BeePro - as far as adding additional pollen patties to the mix - Good point and I'd already considered this process and plan to add a small pollen patty next Monday after I check on the 'capped' stage of the existing cups. The problem is that the pollen patties I've made up already have some HBH in them, and I didn't want to entice any robbing situation. I've also bee considering adding some pollen sub to my sugar water and think that might be a good substitute to the actual 'physical' patty. What do you think of this idea? 

Here's a couple of pics of a post 24hr process. I grafted 13, and counted 10 being actively worked yesterday pm - not too bad in this type of new environment and thanks for the comments so far. whenever the cell do get capped - I'll upload some pics then also.

AArg !!! Sorry - someday i'll figure out the upload process. Seems like i can select the file, thru basic upload - but there's no button to upload. same issue in IE 11 and firefox.
.


----------



## beepro (Dec 31, 2012)

What do you think of this idea? 

I think it is a bad idea because the syrup might turn bad if they don't consume it fast enough.
But if they do take it on time then you can continue with the feeding. If you are concern about robbing then
reduce the exit or put an entrance guard on. Yes, having a little exit hole will allow them to poop too.
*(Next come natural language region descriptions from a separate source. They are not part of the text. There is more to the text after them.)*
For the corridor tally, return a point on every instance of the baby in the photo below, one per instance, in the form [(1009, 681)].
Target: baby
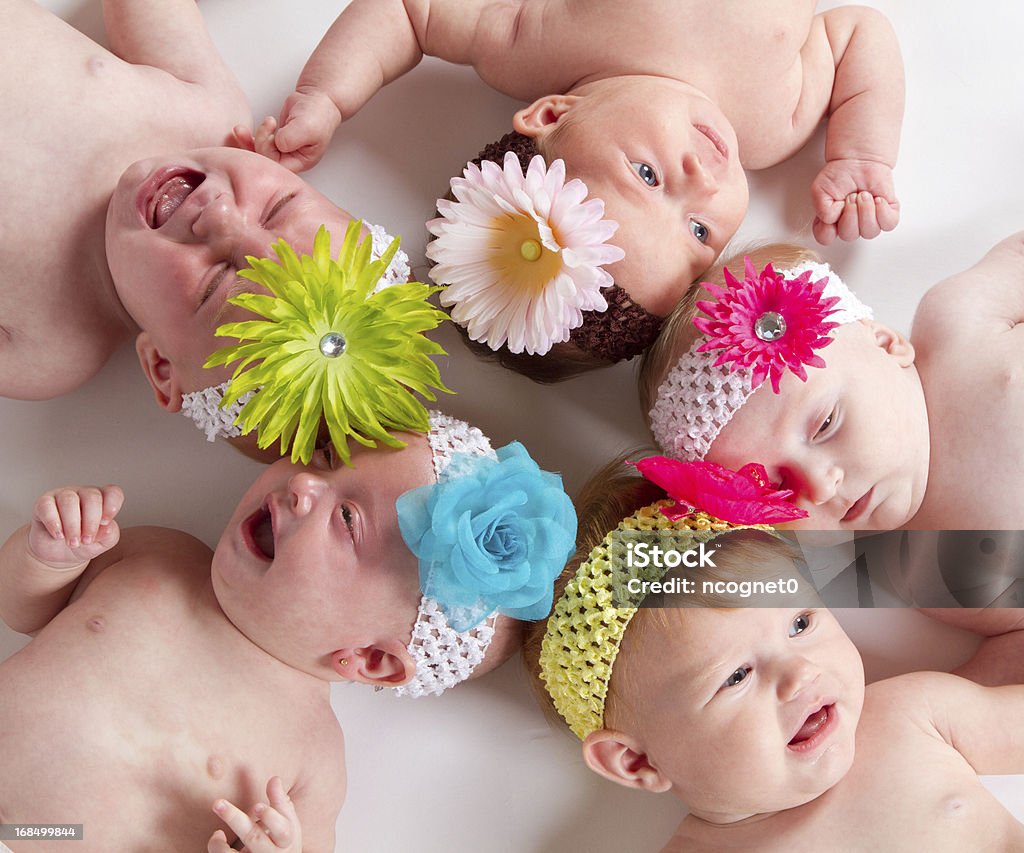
[(759, 719), (657, 107), (139, 224), (883, 433), (170, 680)]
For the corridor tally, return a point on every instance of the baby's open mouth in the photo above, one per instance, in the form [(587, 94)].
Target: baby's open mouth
[(170, 196), (813, 726), (258, 530)]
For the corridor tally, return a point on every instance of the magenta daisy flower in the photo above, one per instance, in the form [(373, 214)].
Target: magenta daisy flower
[(767, 323)]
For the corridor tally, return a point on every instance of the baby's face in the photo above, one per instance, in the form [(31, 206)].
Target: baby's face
[(178, 229), (312, 559), (665, 161), (852, 441), (749, 712)]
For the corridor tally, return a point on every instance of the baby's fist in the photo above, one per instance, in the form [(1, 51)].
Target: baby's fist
[(308, 120), (269, 827), (74, 524), (853, 198)]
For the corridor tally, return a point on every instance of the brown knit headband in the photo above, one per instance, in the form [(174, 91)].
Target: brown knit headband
[(625, 329)]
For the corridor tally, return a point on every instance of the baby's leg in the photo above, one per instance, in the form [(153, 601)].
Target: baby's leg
[(169, 35), (999, 658)]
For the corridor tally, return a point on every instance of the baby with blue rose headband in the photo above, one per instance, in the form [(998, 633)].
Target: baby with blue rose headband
[(409, 569)]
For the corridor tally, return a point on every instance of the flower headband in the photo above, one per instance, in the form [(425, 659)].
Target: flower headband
[(491, 536), (521, 254), (336, 342), (587, 626), (764, 326)]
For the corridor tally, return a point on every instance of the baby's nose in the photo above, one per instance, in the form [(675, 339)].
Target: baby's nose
[(226, 231), (821, 483), (698, 177), (797, 673), (305, 491)]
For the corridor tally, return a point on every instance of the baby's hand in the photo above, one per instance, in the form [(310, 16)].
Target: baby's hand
[(74, 524), (853, 198), (266, 827), (308, 120)]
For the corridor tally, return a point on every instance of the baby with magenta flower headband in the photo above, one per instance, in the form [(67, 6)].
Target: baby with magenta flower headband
[(655, 121), (870, 429), (753, 710), (410, 568)]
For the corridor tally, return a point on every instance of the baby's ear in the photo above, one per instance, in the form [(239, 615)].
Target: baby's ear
[(542, 116), (388, 664), (620, 758), (160, 372), (892, 342)]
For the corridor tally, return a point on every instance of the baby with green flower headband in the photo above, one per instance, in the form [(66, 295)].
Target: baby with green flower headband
[(758, 717), (409, 568)]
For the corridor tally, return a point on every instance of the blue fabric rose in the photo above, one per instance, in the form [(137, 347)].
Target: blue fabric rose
[(492, 536)]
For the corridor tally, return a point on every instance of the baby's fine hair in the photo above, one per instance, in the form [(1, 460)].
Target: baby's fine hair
[(678, 333), (614, 493)]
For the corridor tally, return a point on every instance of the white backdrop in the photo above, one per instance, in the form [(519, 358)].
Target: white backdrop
[(480, 769)]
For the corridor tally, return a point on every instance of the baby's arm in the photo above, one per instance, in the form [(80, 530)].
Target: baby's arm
[(999, 658), (41, 563), (372, 43), (267, 826), (981, 723), (168, 35), (970, 310), (853, 195)]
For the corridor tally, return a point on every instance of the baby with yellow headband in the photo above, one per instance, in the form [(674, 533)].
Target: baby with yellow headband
[(872, 429), (758, 718)]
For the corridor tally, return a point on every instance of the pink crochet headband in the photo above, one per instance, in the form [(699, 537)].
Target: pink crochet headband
[(758, 329)]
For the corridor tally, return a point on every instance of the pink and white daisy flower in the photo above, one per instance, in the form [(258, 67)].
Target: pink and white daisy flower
[(521, 255), (767, 323)]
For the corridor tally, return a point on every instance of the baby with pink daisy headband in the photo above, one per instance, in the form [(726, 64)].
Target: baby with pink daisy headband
[(785, 368), (656, 108), (755, 713), (409, 569)]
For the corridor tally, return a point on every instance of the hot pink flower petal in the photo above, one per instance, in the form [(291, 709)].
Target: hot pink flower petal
[(731, 323), (743, 497)]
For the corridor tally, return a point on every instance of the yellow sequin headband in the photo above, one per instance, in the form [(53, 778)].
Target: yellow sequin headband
[(588, 623)]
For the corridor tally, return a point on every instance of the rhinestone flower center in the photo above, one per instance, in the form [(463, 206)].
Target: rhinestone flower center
[(333, 344), (769, 327)]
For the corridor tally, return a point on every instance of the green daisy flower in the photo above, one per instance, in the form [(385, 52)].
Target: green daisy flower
[(331, 348)]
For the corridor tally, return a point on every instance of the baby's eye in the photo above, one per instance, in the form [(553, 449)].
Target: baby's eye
[(646, 173), (800, 625), (736, 677)]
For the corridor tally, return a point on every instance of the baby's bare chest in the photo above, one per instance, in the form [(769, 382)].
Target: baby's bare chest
[(122, 722)]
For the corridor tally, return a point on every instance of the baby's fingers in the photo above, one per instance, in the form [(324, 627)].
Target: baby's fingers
[(824, 232), (280, 818), (265, 141), (249, 830), (218, 843), (887, 213)]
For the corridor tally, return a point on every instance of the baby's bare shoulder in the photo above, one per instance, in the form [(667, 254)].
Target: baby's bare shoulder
[(151, 563)]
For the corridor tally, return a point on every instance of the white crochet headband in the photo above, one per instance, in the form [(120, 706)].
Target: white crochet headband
[(698, 397), (203, 408), (444, 656)]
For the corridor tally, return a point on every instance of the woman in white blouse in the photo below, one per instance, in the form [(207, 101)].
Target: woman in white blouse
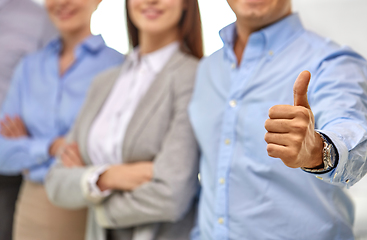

Need to 
realize that during the winter months in the cold they can hold but in the Spring time they need to go. Holding for
2 weeks or more might develop the disease if they are not allow to release.


----------



## kilocharlie (Dec 27, 2010)

David L - Thanks for the link to your website. You've written a good, clear explanation of Joseph Clemen's method. That will be my late-season setup from now on, but I'll probably just pop in a Miller Method frame of swarm cells, just because its easy.


----------



## seapro220 (Mar 14, 2013)

I checked on the queen cells earlier, and still have 9 really nice cups - all averaging about 1.5" or slightly larger and a 'runt' which is only about 3/4 of an inch and will probably be culled out. I've always added 2 frames of brood, plus 1 pollen and 1 nectar/honey whenever I make up the nucs but might have to change this a bit. How many of you have had good success by adding only a single frame of brood - and perhaps a shake of bees to make up a 3-frame nuc? I believe that as long as I have enough bees to cover the brood, and help the queen whenever she comes out is all I should be concerned with at this point and once she's mated then I can add more supplemental brood if necessary. I had some issues with this last year due to them not growing much and having to combine them with other hives later. I guess this might have been due to the 'late' timing I did - but wanted to know how others do?

thanks.


----------



## David LaFerney (Jan 14, 2009)

kilocharlie said:


> David L - Thanks for the link to your website. You've written a good, clear explanation of Joseph Clemen's method. That will be my late-season setup from now on, but I'll probably just pop in a Miller Method frame of swarm cells, just because its easy.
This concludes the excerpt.